Results: Subjects were stratified in two groups: nondiabetic (n = 19, 37 ± 12 years, BMI 28.1 ± 4.0 and A1c 5.1 ± 0.2%) and naïve-T2D (n = 11, 46 ± 9 years, BMI 29.5 ± 3.1 and A1c 5.5 ± 0.3%) according to ADA criteria. Plasma glucose curve from OGTT was successfully reproduced during ISO (p = ns for both groups). Naïve-T2D subjects were hyperglycaemic showing higher values of 2-hours glucose (from 125.5 ± 20.1 to 157.5 ± 42.7 mmol/L, p = 0.01, respectively for nondiabetic and naïve-T2D groups) and, maximal glucose during OGTT (from 171.0 ± 16.0 to 226.1 ± 22.4 mmol/L, p < 0.0001, respectively for nondiabetic and naïve-T2D groups). The AUC of insulin (p < 0.0001), C-peptide (p < 0.0001) and GLP-1 (p < 0.0001) were increased in response to OGTT in comparison to ISO (p-values for both groups). Moreover, naïve-T2D group exhibited higher AUC of insulin (p < 0.0001), C-peptide (p < 0.0001), GLP-1 (p < 0.0001) and insulin resistance (OGIS) (p = 0.02) in comparison to the nondiabetic group during OGTT. Fasting succinate increased from 43.7 ± 16.4 to 78.4 ± 23.7 μmol/L (p = 0.01) for the comparison between nondiabetic and naïve-T2D subjects. In response to the oral ingestion of glucose, the naïve-T2D group presented higher values of AUCsuccinate (from 13,130.4 ± 3,862.8 to 22,760.7 ± 6,231.8 μmol/L, p = 0.001 vs nondiabetic group). Remarkably, glycaemia di per se (ISO) is able to stimulate succinate response however it was 22% smaller (p < 0.0001 for the AUCsuccinate for both groups). Using whole data, fasting succinate levels were associated with: A1c% (p = 0.002, r = 0.629), fasting C-peptide (p = 0.04, r = 0.460), triglycerides (p = 0.05, r = 0.409) and, the maximal glucose during OGTT (p = 0.01, r = 0.543).
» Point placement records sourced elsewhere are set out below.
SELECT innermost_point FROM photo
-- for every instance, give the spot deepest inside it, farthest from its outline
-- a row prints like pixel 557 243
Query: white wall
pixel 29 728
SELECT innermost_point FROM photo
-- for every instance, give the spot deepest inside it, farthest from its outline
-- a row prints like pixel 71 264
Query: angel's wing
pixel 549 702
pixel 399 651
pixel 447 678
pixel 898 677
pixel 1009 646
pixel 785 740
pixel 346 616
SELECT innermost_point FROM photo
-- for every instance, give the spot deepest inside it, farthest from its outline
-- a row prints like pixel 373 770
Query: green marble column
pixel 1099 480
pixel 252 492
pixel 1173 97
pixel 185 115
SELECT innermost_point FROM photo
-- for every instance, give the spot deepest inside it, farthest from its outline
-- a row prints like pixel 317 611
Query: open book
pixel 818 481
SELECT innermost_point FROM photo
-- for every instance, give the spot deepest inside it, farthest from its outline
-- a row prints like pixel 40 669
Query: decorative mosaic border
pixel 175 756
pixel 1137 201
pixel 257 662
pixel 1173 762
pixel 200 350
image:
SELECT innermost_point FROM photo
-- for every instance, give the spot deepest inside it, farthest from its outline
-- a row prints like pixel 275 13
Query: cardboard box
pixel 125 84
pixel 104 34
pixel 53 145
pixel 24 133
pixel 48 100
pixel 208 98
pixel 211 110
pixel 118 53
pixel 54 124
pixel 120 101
Conclusions: At equal levels of glycaemia, plasma succinate response is increased in response to an oral in comparison to an intravenous glucose administration. Moreover, fasting succinate is positively associated with the progression of glucose intolerance. Finally, at least a part of plasma succinate is originated from the gastrointestinal tract and its response to the OGTT/ISO testes parallels the typical patterns of response of the insulin, C-peptide and GLP-1 both in non-diabetic and patients newly diagnosed with T2D.